As a member of the task force that drove the overhaul of the recently-released AICPA Not-for-Profit Entities Audit and Accounting Guide, I am providing weekly, chapter-by-chapter summaries to help users preview the guide.
Establishes that the Guide covers entities that meet the definition of a Not-for-Profit entity (NFP), which is an entity that possesses the following characteristics, in varying degrees, that distinguish it from a business entity:
a. Contributions of significant amounts of resources from resource providers who do not expect commensurate or proportionate pecuniary return
b. Operating purposes other than to provide goods or services at a profit
c. Absence of ownership interests like those of business entities.
Entities that clearly fall outside this definition include the following:
a. All investor-owned entities
b. Entities that provide dividends, lower costs, or other economic benefits directly and proportionately to their owners, members, or participants, such as mutual insurance entities, credit unions, farm and rural electric cooperatives, and employee benefit plans.
The Guide specifically applies to the following nongovernmental NFPs:
• Animal protection and humane organizations
• Cemetery organizations
• Civic and community organizations
• Colleges and universities
• Elementary and secondary schools
• Federated fund-raising organizations
• Fraternal organizations
• Labor unions
• Other cultural organizations
• Performing arts organizations
• Political action committees
• Political parties
• Private and community foundations
• Professional associations
• Public broadcasting stations
• Religious organizations
• Research and scientific organizations
• Social and country clubs
• Trade associations
• Voluntary health and welfare entities
• Zoological and botanical societies
Providers of health care services follow the AICPA Audit and Accounting Guide, Health Care Entities.

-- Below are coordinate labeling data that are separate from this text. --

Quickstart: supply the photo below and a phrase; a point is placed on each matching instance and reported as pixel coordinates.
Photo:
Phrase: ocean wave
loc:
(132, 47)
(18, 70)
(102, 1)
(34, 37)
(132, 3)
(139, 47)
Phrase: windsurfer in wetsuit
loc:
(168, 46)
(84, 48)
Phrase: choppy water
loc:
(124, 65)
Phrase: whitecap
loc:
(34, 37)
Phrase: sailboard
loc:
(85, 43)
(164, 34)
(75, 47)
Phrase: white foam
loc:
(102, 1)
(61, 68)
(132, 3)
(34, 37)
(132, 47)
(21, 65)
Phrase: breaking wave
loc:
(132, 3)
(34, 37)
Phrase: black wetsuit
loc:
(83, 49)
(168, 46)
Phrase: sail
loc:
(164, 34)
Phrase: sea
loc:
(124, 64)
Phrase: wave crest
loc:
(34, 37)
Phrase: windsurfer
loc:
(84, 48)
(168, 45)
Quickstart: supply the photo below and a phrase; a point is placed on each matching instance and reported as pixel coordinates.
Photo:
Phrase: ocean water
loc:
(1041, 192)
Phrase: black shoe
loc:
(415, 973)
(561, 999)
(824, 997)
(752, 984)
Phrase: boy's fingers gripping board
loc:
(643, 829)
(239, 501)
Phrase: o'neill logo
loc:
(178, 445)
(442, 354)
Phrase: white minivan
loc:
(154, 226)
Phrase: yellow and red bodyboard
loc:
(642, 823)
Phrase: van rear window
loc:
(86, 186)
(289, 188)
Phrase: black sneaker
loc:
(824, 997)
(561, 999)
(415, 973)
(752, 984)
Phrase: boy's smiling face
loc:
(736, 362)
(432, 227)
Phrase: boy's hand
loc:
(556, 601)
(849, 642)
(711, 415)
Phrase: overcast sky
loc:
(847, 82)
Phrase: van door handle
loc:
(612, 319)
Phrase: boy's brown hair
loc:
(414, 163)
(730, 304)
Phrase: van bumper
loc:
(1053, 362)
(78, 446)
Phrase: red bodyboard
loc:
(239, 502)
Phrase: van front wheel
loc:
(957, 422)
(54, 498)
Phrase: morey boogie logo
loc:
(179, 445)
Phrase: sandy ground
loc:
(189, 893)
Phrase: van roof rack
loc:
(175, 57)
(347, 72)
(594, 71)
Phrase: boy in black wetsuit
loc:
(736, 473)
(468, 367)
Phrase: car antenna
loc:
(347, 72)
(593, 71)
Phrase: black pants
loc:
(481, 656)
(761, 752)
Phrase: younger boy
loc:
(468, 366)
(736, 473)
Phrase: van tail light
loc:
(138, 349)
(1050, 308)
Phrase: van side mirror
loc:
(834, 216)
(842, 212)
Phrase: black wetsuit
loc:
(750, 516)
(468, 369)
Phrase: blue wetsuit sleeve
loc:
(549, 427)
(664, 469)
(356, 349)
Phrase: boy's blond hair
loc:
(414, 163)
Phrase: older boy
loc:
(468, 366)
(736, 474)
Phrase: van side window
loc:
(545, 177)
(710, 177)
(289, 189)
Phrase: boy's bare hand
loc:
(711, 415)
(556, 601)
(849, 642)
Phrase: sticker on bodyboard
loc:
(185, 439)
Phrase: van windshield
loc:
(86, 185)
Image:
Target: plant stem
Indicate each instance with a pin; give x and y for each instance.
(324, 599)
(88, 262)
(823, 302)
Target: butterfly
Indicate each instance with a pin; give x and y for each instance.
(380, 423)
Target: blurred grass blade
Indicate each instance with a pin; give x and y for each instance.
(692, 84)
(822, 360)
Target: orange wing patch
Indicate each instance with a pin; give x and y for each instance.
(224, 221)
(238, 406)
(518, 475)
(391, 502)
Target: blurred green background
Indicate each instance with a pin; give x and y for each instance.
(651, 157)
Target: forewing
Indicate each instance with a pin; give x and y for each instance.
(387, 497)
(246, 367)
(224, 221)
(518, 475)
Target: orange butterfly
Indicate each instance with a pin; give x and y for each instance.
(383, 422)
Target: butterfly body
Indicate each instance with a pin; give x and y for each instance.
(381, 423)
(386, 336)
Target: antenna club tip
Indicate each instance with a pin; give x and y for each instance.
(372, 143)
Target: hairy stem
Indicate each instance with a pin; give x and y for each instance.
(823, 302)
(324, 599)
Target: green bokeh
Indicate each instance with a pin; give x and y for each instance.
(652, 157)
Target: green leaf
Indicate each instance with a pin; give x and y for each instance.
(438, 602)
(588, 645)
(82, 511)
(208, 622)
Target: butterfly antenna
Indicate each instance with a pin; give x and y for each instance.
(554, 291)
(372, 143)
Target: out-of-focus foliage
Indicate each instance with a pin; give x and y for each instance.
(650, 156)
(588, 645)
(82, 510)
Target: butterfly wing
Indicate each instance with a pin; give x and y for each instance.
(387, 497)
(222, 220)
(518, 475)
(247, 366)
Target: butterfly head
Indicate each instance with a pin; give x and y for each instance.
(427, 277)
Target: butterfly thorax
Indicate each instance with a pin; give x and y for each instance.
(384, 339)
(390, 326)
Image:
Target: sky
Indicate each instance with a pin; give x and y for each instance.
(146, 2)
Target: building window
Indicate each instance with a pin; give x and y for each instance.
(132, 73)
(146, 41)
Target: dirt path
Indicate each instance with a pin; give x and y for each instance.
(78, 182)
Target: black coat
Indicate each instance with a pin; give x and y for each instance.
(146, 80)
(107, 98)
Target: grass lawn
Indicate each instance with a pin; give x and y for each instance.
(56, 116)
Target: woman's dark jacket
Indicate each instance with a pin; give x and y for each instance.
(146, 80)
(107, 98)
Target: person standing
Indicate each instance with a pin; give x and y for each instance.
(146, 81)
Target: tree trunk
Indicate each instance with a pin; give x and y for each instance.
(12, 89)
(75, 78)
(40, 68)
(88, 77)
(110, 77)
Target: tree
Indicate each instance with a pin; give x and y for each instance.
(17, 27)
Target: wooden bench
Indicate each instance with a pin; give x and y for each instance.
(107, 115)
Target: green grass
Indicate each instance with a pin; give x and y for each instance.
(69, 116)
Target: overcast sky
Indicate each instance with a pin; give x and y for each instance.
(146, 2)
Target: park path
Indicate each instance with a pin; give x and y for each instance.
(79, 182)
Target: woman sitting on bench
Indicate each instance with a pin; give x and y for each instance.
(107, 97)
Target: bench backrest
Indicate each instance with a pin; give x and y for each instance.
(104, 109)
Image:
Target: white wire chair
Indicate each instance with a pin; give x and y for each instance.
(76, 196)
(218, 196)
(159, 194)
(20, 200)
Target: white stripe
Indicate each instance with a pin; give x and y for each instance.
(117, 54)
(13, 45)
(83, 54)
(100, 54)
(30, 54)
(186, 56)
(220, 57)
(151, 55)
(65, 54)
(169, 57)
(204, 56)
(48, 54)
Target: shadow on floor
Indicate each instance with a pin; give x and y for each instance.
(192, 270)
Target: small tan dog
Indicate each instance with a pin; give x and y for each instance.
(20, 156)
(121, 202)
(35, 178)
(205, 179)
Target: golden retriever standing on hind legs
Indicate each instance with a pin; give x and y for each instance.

The Guide applies to financial statements prepared in accordance with accounting principles generally accepted in the United States of America, and does not include guidance on special purpose frameworks such as cash and tax-basis financial statements, or IFRS.
NFPs should follow the guidance in the FASB Accounting Standards Codification (ASC) unless specifically exempted, even if the application of certain provisions may be unclear because elements or items are included in the ASC without considering the net asset reporting model included in ASC 958, Not-for-Profit Entities.
NFPs are specifically exempted from ASC guidance on:
a. Earnings per share
b. Reporting comprehensive income
c. Segment disclosure
d. Variable interest entities
Certain other provisions of the ASC simply do not apply to NFPs because they do not have ownership interests similar to business entities:
a. Common stock
b. Convertible debt
c. Stock purchase warrants
d. Share-based payments
e. Certain hybrid financial instruments convertible to equity
NFPs are permitted to utilize fund accounting as long as the required aggregated amount for each of the three net asset classes of net assets and total nets assets are displayed in the statements of financial position and activities as required by the ASC.
Chapter 1 concludes by referring the reader to sources of example financial statements.